The study of Rancilliac and colleagues (2023) is at the heart of this issue. It focuses on a nominal lizard species, the red-tailed spiny-footed lizard (Acanthodactylus erythrurus, Squamata: Lacertidae), which has a wide spatial distribution (from the Maghreb to the Iberian Peninsula), is found in a variety of different habitats, and has a wide range of morphological traits that do not always correlate with phylogeny. The main question is the following: have “the morphological and ecological diversification of this group been produced by vicariance and lineage diversification, or by local adaptation in the face of historical gene flow?” To tackle this question, the authors used sequence data from multiple mitochondrial and nuclear markers and a nested analysis workflow integrating phylogeography, multiple correspondence analyses and a relatively novel approach to IBD testing (Hausdorf & Henning, 2020). The latter is based on regression analysis and was shown to be less prone to error than the traditional (partial) Mantel test. 

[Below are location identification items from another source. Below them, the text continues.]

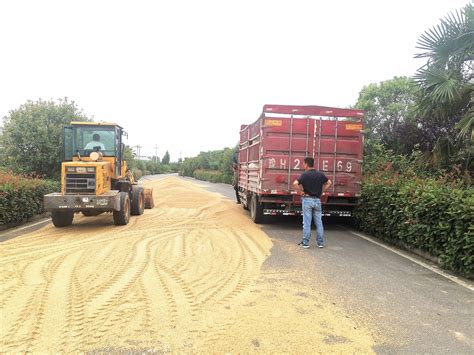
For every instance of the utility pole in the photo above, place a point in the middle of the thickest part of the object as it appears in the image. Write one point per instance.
(138, 147)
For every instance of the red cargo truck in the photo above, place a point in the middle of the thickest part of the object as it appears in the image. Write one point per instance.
(272, 151)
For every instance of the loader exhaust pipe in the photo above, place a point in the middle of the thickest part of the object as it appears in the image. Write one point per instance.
(149, 203)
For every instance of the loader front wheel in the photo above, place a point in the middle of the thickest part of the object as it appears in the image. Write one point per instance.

While this set of methods allowed the partitioning of the effect of isolation by distance and vicariance in shaping contemporary genetic diversity in red-tailed spiny-footed lizards, some of the evolutionary history of this species complex remains blurred by ongoing gene flow and admixture, retention of ancestral polymorphism, or selection. The lack of congruence between mitochondrial and nuclear gene trees once again warns us that proposing evolutionary scenarii based on individual gene trees is a risky business. 


Hausdorf B, Hennig C (2020) Species delimitation and geography. Molecular Ecology Resources, 20, 950–960.

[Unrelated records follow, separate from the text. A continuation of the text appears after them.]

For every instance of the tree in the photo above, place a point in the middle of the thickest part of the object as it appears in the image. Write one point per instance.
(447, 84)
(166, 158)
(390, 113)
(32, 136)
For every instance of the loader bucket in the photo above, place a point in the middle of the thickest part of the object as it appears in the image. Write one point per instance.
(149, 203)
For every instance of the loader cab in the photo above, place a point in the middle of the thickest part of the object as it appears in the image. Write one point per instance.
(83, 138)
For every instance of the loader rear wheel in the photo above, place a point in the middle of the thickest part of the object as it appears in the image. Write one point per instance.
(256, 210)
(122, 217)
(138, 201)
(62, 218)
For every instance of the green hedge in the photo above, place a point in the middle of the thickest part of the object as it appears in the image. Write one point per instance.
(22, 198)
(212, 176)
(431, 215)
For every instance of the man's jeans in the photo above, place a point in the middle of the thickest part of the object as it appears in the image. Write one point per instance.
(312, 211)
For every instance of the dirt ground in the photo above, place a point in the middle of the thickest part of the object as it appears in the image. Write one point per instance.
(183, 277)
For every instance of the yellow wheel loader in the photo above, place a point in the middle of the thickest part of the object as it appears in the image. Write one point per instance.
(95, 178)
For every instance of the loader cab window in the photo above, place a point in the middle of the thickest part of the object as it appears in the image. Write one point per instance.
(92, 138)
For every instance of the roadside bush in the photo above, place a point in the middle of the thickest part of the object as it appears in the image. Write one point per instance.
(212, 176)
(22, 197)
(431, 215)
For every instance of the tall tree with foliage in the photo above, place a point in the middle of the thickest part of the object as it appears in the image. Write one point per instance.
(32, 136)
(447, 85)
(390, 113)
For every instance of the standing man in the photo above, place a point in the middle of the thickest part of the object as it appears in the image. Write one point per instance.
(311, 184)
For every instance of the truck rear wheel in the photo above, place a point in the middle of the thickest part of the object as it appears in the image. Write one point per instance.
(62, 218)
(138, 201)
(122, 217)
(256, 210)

Hickerson MJ, Meyer CP (2008) Testing comparative phylogeographic models of marine vicariance and dispersal using a hierarchical Bayesian approach. BMC Evolutionary Biology, 8, 322.

Irwin DE (2002) Phylogeographic breaks without geographic barriers to gene flow. Evolution, 56, 2383–2394.

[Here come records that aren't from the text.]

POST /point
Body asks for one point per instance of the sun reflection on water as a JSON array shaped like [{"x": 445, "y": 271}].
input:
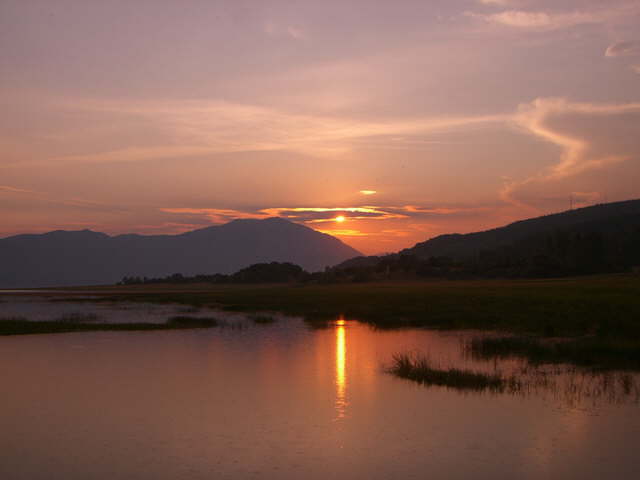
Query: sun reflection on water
[{"x": 341, "y": 371}]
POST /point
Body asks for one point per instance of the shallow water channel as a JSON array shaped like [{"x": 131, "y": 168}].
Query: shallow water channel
[{"x": 285, "y": 400}]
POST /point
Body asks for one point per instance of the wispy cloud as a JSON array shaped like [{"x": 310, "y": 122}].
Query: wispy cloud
[
  {"x": 190, "y": 128},
  {"x": 539, "y": 20},
  {"x": 551, "y": 19},
  {"x": 559, "y": 122}
]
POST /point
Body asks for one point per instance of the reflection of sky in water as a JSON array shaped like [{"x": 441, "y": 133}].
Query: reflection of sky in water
[
  {"x": 341, "y": 365},
  {"x": 39, "y": 308},
  {"x": 262, "y": 402}
]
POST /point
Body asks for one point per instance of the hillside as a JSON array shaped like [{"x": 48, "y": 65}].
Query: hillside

Kuo C-H, Avise JC (2005) Phylogeographic breaks in low-dispersal species: the emergence of concordance across gene trees. Genetica, 124, 179–186.

Rancilhac L, Miralles A, Geniez P, Mendez-Aranda D, Beddek M, Brito JC, Leblois R, Crochet P-A (2023) Phylogeographic breaks and how to find them: An empirical attempt at separating vicariance from isolation by distance in a lizard with restricted dispersal. bioRxiv, 2022.09.30.510256, ver. 4 peer-reviewed and recommended by Peer Community in Evolutionary Biology.

Rosen DE (1978) Vicariant Patterns and Historical Explanation in Biogeography. Systematic Biology, 27, 159–188.

Wright, S (1938) Size of population and breeding structure in relation to evolution. Science 87:430-431.

Wright S (1940) Breeding Structure of Populations in Relation to Speciation. The American Naturalist, 74, 232–248.

Wright S (1943) Isolation by distance. Genetics, 28, 114–138.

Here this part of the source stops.